Are all individuals with vision problems of any degree "disabled" under the Americans with Disabilities Act and, therefore, subject to its protections?
Media for Albertsons Inc. v. KirkingburgAudio Transcription for Oral Argument - April 28, 1999 in Albertsons Inc. v. Kirkingburg
Audio Transcription for Opinion Announcement - June 22, 1999 in Albertsons Inc. v. Kirkingburg
William H. Rehnquist:
The opinion of the Court in No. 98-591, Albertsons versus Kirkingburg will be announced by Justice Souter.
David H. Souter:
This is also a case on the Americans with Disabilities Act.
It comes to us on writ of certiorari to the United States Court of Appeals for the Ninth Circuit.
The respondent, Hallie Kirkingburg has a condition known as amblyopia, it leaves him with 20/200 vision in his left eye and that's effectively leaves him with monocular vision.
Before beginning a truck driver's job with the petitioner Albertsons, Kirkingburg was erroneously certified as meeting the Department of Transportation's basic vision standards for commercial truck drivers.

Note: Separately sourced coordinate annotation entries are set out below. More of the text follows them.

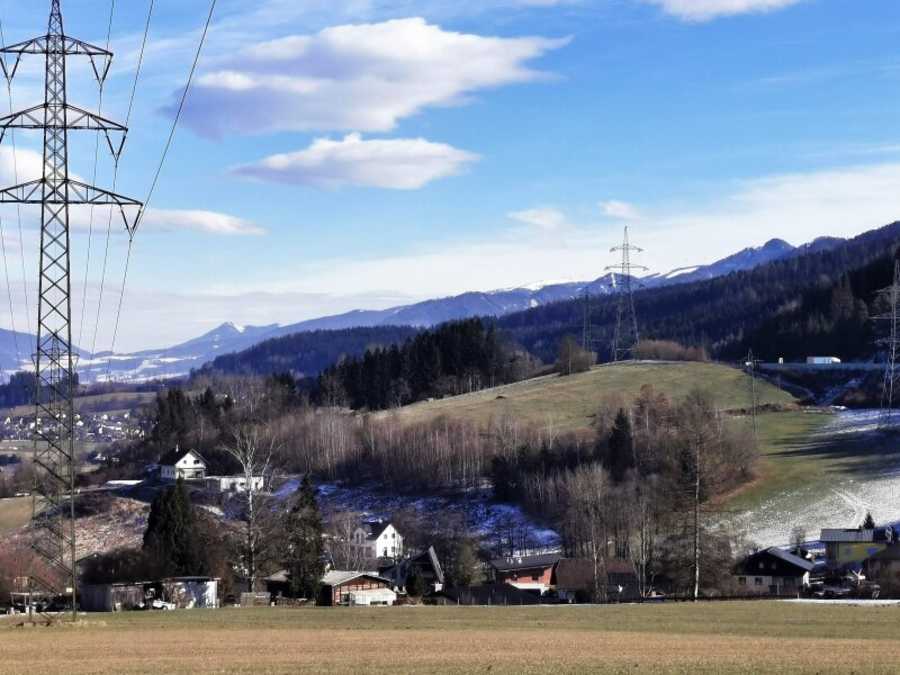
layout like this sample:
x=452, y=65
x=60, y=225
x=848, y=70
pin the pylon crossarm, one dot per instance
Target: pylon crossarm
x=101, y=59
x=75, y=119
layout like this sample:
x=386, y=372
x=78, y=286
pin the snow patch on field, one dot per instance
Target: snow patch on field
x=485, y=517
x=843, y=502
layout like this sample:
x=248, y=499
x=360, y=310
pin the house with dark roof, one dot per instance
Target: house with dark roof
x=773, y=571
x=426, y=564
x=378, y=540
x=533, y=573
x=500, y=595
x=573, y=581
x=184, y=464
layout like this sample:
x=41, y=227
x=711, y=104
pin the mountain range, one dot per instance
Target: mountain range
x=179, y=360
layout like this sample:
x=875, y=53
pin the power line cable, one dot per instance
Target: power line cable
x=134, y=86
x=12, y=317
x=87, y=264
x=12, y=137
x=162, y=161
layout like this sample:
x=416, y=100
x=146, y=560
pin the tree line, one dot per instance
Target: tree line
x=455, y=358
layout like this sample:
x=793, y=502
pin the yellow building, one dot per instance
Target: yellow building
x=851, y=548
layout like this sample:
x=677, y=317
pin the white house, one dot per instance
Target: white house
x=378, y=540
x=184, y=464
x=235, y=483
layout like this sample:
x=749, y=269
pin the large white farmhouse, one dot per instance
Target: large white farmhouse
x=184, y=464
x=378, y=540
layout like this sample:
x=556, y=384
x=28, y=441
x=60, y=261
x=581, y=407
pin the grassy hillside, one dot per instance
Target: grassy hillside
x=14, y=513
x=750, y=637
x=117, y=402
x=570, y=403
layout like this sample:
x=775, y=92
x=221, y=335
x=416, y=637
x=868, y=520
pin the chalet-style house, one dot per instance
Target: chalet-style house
x=773, y=572
x=355, y=589
x=533, y=573
x=378, y=540
x=184, y=464
x=884, y=567
x=426, y=564
x=234, y=484
x=500, y=595
x=849, y=549
x=573, y=581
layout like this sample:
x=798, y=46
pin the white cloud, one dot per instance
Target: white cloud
x=619, y=210
x=797, y=207
x=399, y=164
x=705, y=10
x=207, y=222
x=363, y=77
x=546, y=219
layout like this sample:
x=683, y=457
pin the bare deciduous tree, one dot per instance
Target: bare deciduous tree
x=253, y=448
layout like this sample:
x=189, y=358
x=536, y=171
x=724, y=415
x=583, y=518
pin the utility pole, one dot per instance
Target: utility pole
x=626, y=336
x=54, y=429
x=754, y=397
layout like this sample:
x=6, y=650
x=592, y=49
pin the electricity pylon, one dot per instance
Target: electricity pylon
x=626, y=336
x=891, y=342
x=54, y=428
x=751, y=365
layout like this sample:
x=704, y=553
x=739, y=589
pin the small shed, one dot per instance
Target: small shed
x=118, y=597
x=191, y=592
x=355, y=588
x=773, y=571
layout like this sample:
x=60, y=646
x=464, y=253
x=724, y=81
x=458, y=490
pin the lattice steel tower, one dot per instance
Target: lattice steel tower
x=55, y=191
x=626, y=336
x=891, y=342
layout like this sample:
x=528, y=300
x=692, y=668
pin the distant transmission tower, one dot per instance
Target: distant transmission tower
x=55, y=191
x=587, y=340
x=752, y=365
x=626, y=336
x=891, y=342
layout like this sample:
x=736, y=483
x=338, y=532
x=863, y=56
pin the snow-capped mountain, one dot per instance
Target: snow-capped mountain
x=178, y=360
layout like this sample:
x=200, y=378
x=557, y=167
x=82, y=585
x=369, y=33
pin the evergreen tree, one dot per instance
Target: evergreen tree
x=620, y=456
x=465, y=565
x=415, y=584
x=303, y=536
x=171, y=538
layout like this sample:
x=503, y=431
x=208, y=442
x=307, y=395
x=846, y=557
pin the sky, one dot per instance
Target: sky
x=342, y=154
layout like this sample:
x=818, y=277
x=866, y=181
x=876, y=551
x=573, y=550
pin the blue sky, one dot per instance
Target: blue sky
x=363, y=153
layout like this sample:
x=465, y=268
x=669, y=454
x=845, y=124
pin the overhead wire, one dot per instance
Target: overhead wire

Those standards require corrected distant visual acuity of at least 20/40 in each eye and distant binocular acuity of at least 20/40.
When his vision was later correctly accessed, Albertsons fired him and although Kirkingburg obtained a waiver of the vision requirement under an experimental DOT program, Albertsons refused to rehire him.
Kirkingburg brought this suit asserting that Albertsons had violated the ADA.
The District Court granted summary judgment to Albertsons but the Ninth Circuit reversed concluding that Kirkingburg had established that he was disabled under the ADA by demonstrating a significant difference in the manner in which he sees.
The Circuit Court also held that although the ADA generally allows employers to rely on government regulations in setting job related qualification standards, the Department of Transportations' waiver program precluded Albertsons from doing so in this case.
In an opinion filed with the Clerk of Court today, we reverse first on the disability determination.
The ADA requires monocular individuals like others claiming the Act's protection to offer evidence showing that their impairment caused a substantial limitation on a major life activity, in this case the activity of seeing.
The Ninth Circuit, however, concluded that nearly a significant difference between the manner in which Kirkingburg sees and the manner in which most people sees sufficed.
The court also suggested that it need not take account of an individual's ability to compensate for an impairment.
But we hold today in the cases to be announced in a few moments, that mitigating measures must be taken into account in judging whether an individual has a disability.
And the Ninth Circuit finally did not pay much heed to the statutory obligation to determine a disability's existence on a case-by-case basis.
Some impairments may invariably cause a substantial limitation on a major life activity, but as we understand it, that a monocularity does not.
With respect to Albertsons' insistence that Kirkingburg need the DOT basic visual acuity standards, which would ordinarily be binding on Albertsons, the question we must answer is what effect if any of the DOTs waiver program had?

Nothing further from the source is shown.